Miss Hagelin’s article1 puts the treatment I got in perspective, and it hoists a warning flag to publishers about accepting unknown writers as “equals” in the news and opinion milieu.

This brings us round to internet sites where unfettered commentary can be attached to articles that its approved writers have posted. No serious publication does this. Papers like the Washington Post, Washington Times, and NY Times print only a few letters which reinforce a line of thought that serves the paper’s purpose. Others – of which there may be thousands per day – are not published.
A site that wants to feature serious writing has to exercise some control over comments that are attached to pieces that its writers have spent time and effort producing. I’ve developed a pretty thick skin over two decades of published writing, but other writers might lack that experience. After receiving enough comments like “Rubbish” or “Obscene” or “You’re just a dumb #&@%$” etc., some writers will decide that the game isn’t worth the candle. Who wants to spend days working on a piece, but not send the link to your granddaughters because of the vicious, tasteless comments attached to it?

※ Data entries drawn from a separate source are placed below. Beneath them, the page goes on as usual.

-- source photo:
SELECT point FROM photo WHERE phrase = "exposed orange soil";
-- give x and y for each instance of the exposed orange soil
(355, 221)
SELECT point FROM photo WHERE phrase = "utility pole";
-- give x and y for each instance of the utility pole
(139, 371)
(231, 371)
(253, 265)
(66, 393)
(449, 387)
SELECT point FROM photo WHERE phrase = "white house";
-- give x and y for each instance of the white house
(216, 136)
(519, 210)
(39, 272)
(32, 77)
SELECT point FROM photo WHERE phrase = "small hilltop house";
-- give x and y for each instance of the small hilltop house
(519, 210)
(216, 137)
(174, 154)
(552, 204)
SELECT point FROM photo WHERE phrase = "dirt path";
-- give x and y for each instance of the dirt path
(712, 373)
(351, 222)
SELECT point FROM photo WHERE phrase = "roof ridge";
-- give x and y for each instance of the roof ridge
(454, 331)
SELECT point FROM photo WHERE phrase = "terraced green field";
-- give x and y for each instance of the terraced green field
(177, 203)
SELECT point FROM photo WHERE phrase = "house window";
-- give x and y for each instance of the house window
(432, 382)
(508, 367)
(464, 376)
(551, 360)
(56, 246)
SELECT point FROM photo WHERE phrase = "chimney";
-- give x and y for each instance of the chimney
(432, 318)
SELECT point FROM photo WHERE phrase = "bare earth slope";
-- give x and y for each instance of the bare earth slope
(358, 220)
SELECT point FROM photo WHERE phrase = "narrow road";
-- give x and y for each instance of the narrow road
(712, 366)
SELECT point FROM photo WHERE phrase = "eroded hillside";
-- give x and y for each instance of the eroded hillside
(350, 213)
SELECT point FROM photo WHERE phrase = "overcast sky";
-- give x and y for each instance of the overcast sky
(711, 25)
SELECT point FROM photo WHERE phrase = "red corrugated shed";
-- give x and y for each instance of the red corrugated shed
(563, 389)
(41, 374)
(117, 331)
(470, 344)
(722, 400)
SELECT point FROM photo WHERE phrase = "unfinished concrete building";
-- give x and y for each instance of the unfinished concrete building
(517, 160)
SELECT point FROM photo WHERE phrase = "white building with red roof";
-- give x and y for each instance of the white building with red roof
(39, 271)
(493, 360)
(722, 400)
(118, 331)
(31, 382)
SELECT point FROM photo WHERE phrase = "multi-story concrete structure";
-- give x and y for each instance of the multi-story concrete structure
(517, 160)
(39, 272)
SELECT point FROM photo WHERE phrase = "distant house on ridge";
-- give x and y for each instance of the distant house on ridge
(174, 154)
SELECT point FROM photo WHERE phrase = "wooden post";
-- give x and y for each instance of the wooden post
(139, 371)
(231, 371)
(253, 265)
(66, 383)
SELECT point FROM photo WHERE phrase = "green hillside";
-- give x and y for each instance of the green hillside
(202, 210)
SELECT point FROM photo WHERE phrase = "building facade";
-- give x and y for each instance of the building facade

Driving out writers in this way deprives readers of a diversity of thought and analysis, and it does the site no good. Thick skin or not, even I have my limits. I don’t need to be praised and worshipped, and I don’t mind if someone submits a reasoned disagreement to what I’ve written, but nobody deserves to be called crap or a moron.
My readers and most of my colleagues know who I am. But who are all those literary “critics” who feel so free to blast ideas they don’t like and hurl invective at writers? I’d like to know, and I hope my readers want to know, too. When you publish, you don’t get to be anonymous, and you’re not entitled to publication of whatever wild thought comes into your mind because your wife burned the toast that morning.
Commentary writing is (or should be) like a sporting contest conducted in a defined arena, with known boundaries and rules. Umpires ensure that players obey the rules, and there’s an audience of spectators. They can cheer, boo, and make rude noises and gestures, but there are limits to how far their displeasure can go. They are not allowed on the field of play.
My recommendation for TBE would be implementation of a new editorial policy which filters attached comments for suitability. This will help both writers and readers, as well as the site itself. A clear announcement of the new policy could be posted at the “Comments” section following each article.